On August 5, 1884 the cornerstone of the Statue of Liberty’s pedestal was ceremoniously placed on Bedloe’s Island.
The Statue of Liberty or “Liberty Enlightening the World” was the brainchild of Edouard de Laboulaye, a French professor, political philosopher and anti-slavery activist who, after the Union’s victory in the American Civil War, felt America had an ideal republic that he wanted to replicate in France. To this end he came up with an idea that would send a clear democratic message to the French people. According to that mammoth historical tome Gotham, Laboulaye cooked up “the idea of having a collaborative Franco-American group erect a statue in America, far enough away to avoid provoking a monarchist backlashing, yet close enough to foster a republican image for France.” The statue itself would be designed by Frederic Auguste Bartholdi with Gustave Eiffel designing the inner structural supports. And although the French government and its star creative team were gifting the statue to America, America had to fund and build the pedestal it would stand on.
Construction of The Statue of Liberty pedestal. The inside walls were poured concrete with a granite block facing. Image from New York Public Library.
Bedloe’s Island (formally known as Great Oyster Island) was chosen to host Lady Liberty for two reasons: its position at the opening of New York harbor and the fallow army fort that sat on its shores. Fort Wood was built in 1807 and abandoned after its term as a recruitment center during the Civil War. The pedestal’s designer Richard Morris Hunt was attracted to the fort’s foundation because it was built in the shape of an eleven-point star. Hunt intended to align his design with the star-shaped stone base to ensure that pedestal and statue would deliberately face southeast so it could be seen by ships coming into the harbor from the Atlantic.
A rare photo of Fort Wood on Bedloe’s Island (Now Liberty Island) Here Union artillery men are manning the battery guns during the Civil War. Photo from New York Public Library.
Hunt’s design was intentionally sparse as not to draw attention away from the statue. Its original dimensions had the pedestal raising 114 feet into the air but raising money for the pedestal project was a struggle so he was forced to cut it down to 89 feet. That wasn’t the only sacrifice. Hunt wanted the entire structure to be solid granite, but cost cutting measures forced him to use poured concrete walls covered with a granite-block face.
Back on August 5, 1884, “the rain was pouring down in torrents” which effectively kept away hundreds of ceremony invitees. Yet according to the New York Times, 1500 water-logged people still jammed onto the small island to be part of the historic event. About a third of the attendees were French.
The steamship Bay Ridge was festooned with French and American flags and chosen to shuttle people from Manhattan to Bedloe Island. Because of the driving rain “its capacity was not tested.” Once the ceremony began the David Island Government Band played “Marseillaise” and “Hail Columbia” respectively while men lowered the six ton granite stone onto the northeast corner of Fort Wood’s foundation.
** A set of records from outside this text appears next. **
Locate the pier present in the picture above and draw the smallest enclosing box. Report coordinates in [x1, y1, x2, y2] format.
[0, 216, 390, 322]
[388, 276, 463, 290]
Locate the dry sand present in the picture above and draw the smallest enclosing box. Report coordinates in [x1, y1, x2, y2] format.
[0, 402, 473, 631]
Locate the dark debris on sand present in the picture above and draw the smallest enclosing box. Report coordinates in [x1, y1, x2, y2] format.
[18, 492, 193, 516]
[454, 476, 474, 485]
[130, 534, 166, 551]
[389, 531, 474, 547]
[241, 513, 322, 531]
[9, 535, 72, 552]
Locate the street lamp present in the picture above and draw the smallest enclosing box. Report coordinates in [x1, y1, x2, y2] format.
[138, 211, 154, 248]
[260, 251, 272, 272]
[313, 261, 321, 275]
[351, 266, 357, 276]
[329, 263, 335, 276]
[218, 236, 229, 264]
Under the cornerstone was a square hole dug to house a time capsule. In a copper box officials placed:
“Cards of the people present, which were showered in. Copies of the Constitution and the Declaration of Independence, a number of medals, a list of the Grand Lodge Masons of the State, the daily papers, and other articles deemed appropriate.”
Also in there was a coin inscribed with General John Adams Dix’s pearls of wisdom: “If any man attempts to haul down the American flag shoot him on the spot!”
As mentioned above, funding seemed to be a constant issue for the Liberty pedestal project. After the Financial Panic of 1873 the country was slow to spend frivolously. Also post Civil War Americans were more interested in heroic artworks not allegorical symbols while others remained miffed that America had to foot the bill for a French gift. At the time of the cornerstone’s dedication only $145,000 had been raised leaving a $100,000 delta. The Times article left its readers with a cliff hanger:
“The builder had been notified to stop if funds were not forthcoming. The committee hoped it would not be necessary to cease operations. If the work is not interrupted it will be entirely completed and ready for the statue Nov. 1.”
Joseph Pulitzer’s ad in the New York World calling on all readers to crowd fund the statues pedestal.
Spoiler alert: They raised the money… through crowdfunding. Joseph Pulitzer himself started a campaign in his newspaper, the New York World. He called on private citizens to not “wait for the millionaires to give us the money.” It was called the “Pedestal Fund” and it was wildly successful. According to Vox, it was a proto-Kickstarter project in every way. If you donated a $1 you received a six inch statue replica or $5 would get you a $12 inch replica. Over 125,000 people donated.
It’s also worth noting that on August 3, 2004 (also this week in New York City history) the pedestal was reopened to visitors after being shut down for post 9-11 security concerns.